Introgen Therapeutics, Inc.'s INGN 241 Kills Chemotherapy-Resistant Cancer Cells

WASHINGTON, April 4 /PRNewswire-FirstCall/ -- Introgen Therapeutics, Inc. and researchers at The University of Texas M. D. Anderson Cancer Center (MDACC) today reported that MDA-7, the active component of INGN 241, effectively kills cancer cells that are resistant to cisplatin, one of the most commonly used chemotherapeutic agents. The preclinical studies also identified a novel defect in a protein degradation pathway in the cisplatin- resistant cells. Significantly, this defect enhances the activity of INGN 241, suggesting that INGN 241 may have particular utility in treating cancers that do not respond to cisplatin. The data are published in the Proceedings of the American Association of Cancer Research for the 97th Annual Meeting (AACR), held in Washington, D.C.

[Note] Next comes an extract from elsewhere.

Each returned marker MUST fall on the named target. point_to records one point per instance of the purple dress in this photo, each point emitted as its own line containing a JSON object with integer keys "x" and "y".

"These findings are important for the clinical development of INGN 241 and for the treatment of cisplatin-resistant cancers in general," said Sunil Chada, Ph.D., associate vice president, Clinical Research and Development, at Introgen. "The data presented today demonstrate that INGN 241 kills ovarian and lung cancer cells that are resistant to cisplatin, suggesting that this investigational therapy may be an important treatment option for patients who develop cisplatin resistance. Additionally, we have identified a novel mechanism for overcoming cisplatin resistance. Knowledge of this mechanism may support the development of additional interventions that overcome resistance to cisplatin and, potentially, other chemotherapeutic agents."

The studies, reported in Abstract #3744, were designed to determine if INGN 241 could effectively kill cisplatin-resistant cancer cells. The results show that INGN 241 had potent cell killing effects in both cisplatin-sensitive and cisplatin-resistant cells. Surprisingly, the anti-cancer activity of INGN 241 was more pronounced in the cisplatin resistant cells. Additional studies were then undertaken to determine the molecular basis for this observation. Data show that cisplatin-resistant cells have a defect in a protein degradation pathway. This defect leads to the accumulation of MDA-7 protein in the cell, resulting in enhanced INGN 241 activity an increased programmed cell death (apoptosis).

"Chemo-resistance poses a significant barrier to achieving good clinical outcomes, and leaves many cancer patients with limited treatment options," said Dr. Rajagopal Ramesh, Associate Professor, Department of Thoracic and Cardiovascular Medicine at M. D. Anderson and principal investigator of the study. "The results of these studies support the evaluation of INGN 241 in patients with cisplatin-resistant cancers, and open the door to a new area of oncology research and drug development."

About INGN 241

In a Phase 1 trial of INGN 241 clinical activity was observed in patients with advanced melanoma. Based on the encouraging findings of INGN 241 treatment in the Phase 1 clinical trial, later stage trials have been initiated. A Phase 2 trial in patients with metastatic melanoma and a Phase 3 trial for solid tumors in combination with radiation therapy are ongoing. The mda-7 gene was discovered by the laboratory of Dr. Paul B. Fisher, professor of clinical pathology at Columbia University. Introgen holds an exclusive worldwide license for all gene therapy applications from the Corixa Corporation.

About Introgen

Introgen Therapeutics, Inc. is a biopharmaceutical company focused on the discovery, development and commercialization of targeted molecular therapies for the treatment of cancer and other diseases. Introgen is developing molecular therapeutics, immunotherapies, vaccines and nano-particle tumor suppressor therapies to treat a wide range of cancers using tumor suppressors, cytokines and genes. Introgen maintains integrated research, development, manufacturing, clinical and regulatory departments and operates multiple manufacturing facilities including a commercial scale cGMP manufacturing facility.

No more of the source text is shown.